This content originally appeared on Kitty Giraudel and was authored by Kitty Giraudel
The other day, I built a small Jekyll website for Simplified JavaScript Jargon. If you are not familiar with the project, it is a community attempt at explaining JavaScript related buzzwords in simpler words to prevent JavaScript fatigue and ease adoption for new comers.
The project has long lived as a self-sufficient GitHub repository (gaining a bit of traction and a lot of stars in the process), but I wanted to given a nicer way for users to browse it. Hence a small Jekyll website.
The thing is, I did not want to make the GitHub repository non-usable anymore. Basically, I wanted everything to work both on GitHub and on jargon.js.org. Tricky! I eventually found a way, not without a struggle though so here are a few lines to explain the process.
The main problem
SJSJ is community-driven. It means that while I take care of the repository and the technical setup, I do not write entries (anymore). Generous contributors do that. They submit a pull-request to add a new Markdown file in the repository, and voila. I wanted this process to remain as simple.
The main problem is that when contributors want to link to another entry from their content, they do something like this:
Redux is an alternative to [Flux](/glossary/FLUX.md) and used a lot together with [React](/glossary/REACT.md), but you can use it with any other view library.
When clicking such a link on GitHub, it will head to the file FLUX.md
file located in the glossary/
folder for instance. Very good. Except that I needed these links to work the same on the Jekyll website.
One source of content. Two ways of browsing it. Two URL structures. A lot of troubles.
How I tried to solve it
I cannot change the way GitHub works (or can I…?), so if I want the entries to be consumable and linkable from both GitHub and Jekyll, I need to dig on the Jekyll side.

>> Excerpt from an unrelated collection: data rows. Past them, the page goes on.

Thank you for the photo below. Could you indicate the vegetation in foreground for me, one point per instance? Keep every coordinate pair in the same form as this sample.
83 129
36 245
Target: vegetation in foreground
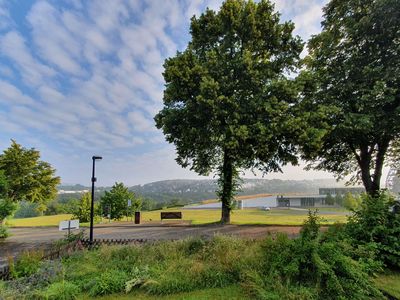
341 263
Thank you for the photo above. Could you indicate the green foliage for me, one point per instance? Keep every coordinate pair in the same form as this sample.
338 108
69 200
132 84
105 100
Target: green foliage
376 222
28 177
115 201
109 282
339 200
82 212
329 200
352 90
227 102
7 208
3 232
308 268
27 263
63 290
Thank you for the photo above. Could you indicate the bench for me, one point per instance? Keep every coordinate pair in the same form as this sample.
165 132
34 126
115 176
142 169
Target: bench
171 215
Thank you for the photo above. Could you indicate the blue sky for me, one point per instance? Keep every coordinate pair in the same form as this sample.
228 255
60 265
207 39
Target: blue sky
79 78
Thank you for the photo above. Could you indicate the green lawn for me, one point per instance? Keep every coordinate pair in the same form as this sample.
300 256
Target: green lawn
390 283
39 221
247 216
206 216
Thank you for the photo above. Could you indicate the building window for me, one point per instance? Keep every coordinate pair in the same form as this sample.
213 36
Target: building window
307 202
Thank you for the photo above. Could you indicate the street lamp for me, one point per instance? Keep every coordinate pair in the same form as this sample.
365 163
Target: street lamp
94 158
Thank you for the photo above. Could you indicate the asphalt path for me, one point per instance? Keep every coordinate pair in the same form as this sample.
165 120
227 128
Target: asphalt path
29 238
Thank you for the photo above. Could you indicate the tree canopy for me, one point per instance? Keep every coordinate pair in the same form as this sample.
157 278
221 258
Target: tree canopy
351 97
227 101
115 201
28 178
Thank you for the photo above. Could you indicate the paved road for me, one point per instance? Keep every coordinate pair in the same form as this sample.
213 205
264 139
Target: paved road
39 237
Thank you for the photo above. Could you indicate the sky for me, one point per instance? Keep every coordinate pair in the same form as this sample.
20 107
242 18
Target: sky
82 78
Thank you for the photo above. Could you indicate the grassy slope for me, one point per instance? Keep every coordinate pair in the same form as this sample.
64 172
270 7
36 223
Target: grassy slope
390 283
204 216
39 221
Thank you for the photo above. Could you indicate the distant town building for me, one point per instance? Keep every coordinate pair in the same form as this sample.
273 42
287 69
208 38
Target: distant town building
316 200
302 201
341 190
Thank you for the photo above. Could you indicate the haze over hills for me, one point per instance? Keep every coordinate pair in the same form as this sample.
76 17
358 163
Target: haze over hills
197 190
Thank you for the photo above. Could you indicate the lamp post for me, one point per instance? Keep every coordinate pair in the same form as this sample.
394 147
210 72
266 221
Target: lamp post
94 158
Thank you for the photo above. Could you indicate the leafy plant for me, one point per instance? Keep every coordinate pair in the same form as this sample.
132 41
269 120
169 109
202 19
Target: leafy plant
27 263
62 290
3 232
377 222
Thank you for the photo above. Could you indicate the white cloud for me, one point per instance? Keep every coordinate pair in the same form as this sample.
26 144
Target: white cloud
10 95
12 45
92 79
140 122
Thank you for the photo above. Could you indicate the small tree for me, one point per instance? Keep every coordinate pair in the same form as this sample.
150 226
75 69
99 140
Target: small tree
28 178
329 200
339 199
82 212
7 207
115 201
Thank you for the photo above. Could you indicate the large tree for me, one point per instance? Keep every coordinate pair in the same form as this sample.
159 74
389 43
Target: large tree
116 200
227 97
28 178
351 99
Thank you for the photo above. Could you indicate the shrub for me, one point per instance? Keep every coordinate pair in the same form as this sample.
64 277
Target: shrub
63 290
376 222
310 267
27 264
4 232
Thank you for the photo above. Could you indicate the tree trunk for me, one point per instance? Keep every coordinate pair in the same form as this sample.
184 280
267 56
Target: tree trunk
372 182
227 189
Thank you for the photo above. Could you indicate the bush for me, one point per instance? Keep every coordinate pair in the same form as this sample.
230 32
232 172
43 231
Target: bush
63 290
27 264
3 232
376 225
309 267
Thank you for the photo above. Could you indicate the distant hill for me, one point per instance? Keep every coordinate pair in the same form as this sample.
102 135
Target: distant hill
189 191
197 190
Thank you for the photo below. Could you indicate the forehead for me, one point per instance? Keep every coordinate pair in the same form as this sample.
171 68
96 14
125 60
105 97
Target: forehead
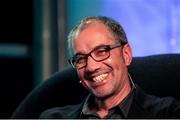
91 36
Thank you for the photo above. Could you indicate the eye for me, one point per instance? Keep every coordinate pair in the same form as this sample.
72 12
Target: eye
101 51
80 59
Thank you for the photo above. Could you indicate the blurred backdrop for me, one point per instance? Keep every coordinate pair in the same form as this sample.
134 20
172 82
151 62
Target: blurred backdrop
33 37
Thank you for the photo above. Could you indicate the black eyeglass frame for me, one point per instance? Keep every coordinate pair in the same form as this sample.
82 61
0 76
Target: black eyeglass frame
108 48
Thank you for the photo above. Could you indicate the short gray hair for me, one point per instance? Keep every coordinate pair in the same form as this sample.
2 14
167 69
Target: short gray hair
114 27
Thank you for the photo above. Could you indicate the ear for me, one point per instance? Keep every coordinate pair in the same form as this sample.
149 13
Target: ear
127 54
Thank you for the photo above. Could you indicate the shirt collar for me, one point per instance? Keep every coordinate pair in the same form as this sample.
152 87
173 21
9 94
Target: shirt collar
124 105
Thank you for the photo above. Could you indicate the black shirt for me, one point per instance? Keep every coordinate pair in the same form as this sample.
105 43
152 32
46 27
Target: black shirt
120 111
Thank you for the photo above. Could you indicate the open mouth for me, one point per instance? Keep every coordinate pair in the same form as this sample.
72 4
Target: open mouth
100 77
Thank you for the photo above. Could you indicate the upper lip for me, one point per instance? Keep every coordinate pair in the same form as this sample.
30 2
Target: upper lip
91 76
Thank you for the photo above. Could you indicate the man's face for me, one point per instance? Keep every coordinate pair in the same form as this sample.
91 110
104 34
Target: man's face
106 77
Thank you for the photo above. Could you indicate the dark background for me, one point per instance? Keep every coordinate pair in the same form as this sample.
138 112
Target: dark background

It turns out Jekyll 3 has lovely support for collections. And the nice things with collections, is that you can output pages, iterate on them and even specify the permalink you want. Neat.
I created a glossary
collection, containing all the Markdown files, outputting pages at /glossary/
:
collections:
glossary:
output: true
permalink: /glossary/:path/
A few problems there already. For starters, a collection folder has to be prefixed with an underscore (_
) in Jekyll, so the files would actually live in /_glossary/
but served over /glossary/
. Secondly, in-content links are rooting to /glossary/
, not /glossary/
so they were broken. Bummer. There has to be a way.
How I actually solved it
The first issue is easily fixed by tweaking the permalink configuration to serve files over /_glossary/
to have a 1:1 mapping between the folder structure and the URL routing:
collections:
glossary:
output: true
permalink: /_glossary/:path/
I thought the second problem would be harder to fix, but it turns out I could simply serve entries with a URL ending in .md
. I believe under the hood all this is just URL rewriting, so it was not an issue at all.
collections:
glossary:
output: true
permalink: /_glossary/:path.md
Tada! Files are located at /_glossary/
, served over /_glossary/
. 1:1 mapping, site is browsable in both GitHub and Jekyll seamlessly.
Final thoughts
Admittedly enough, this is kind of an odd use case to want content to work on both GitHub and a custom website, but I think SJSJ is a good candidate for that.
Thanks to Jekyll friendly handling of permalinks and a bit of trial and error, it turned out to be quite simple to do.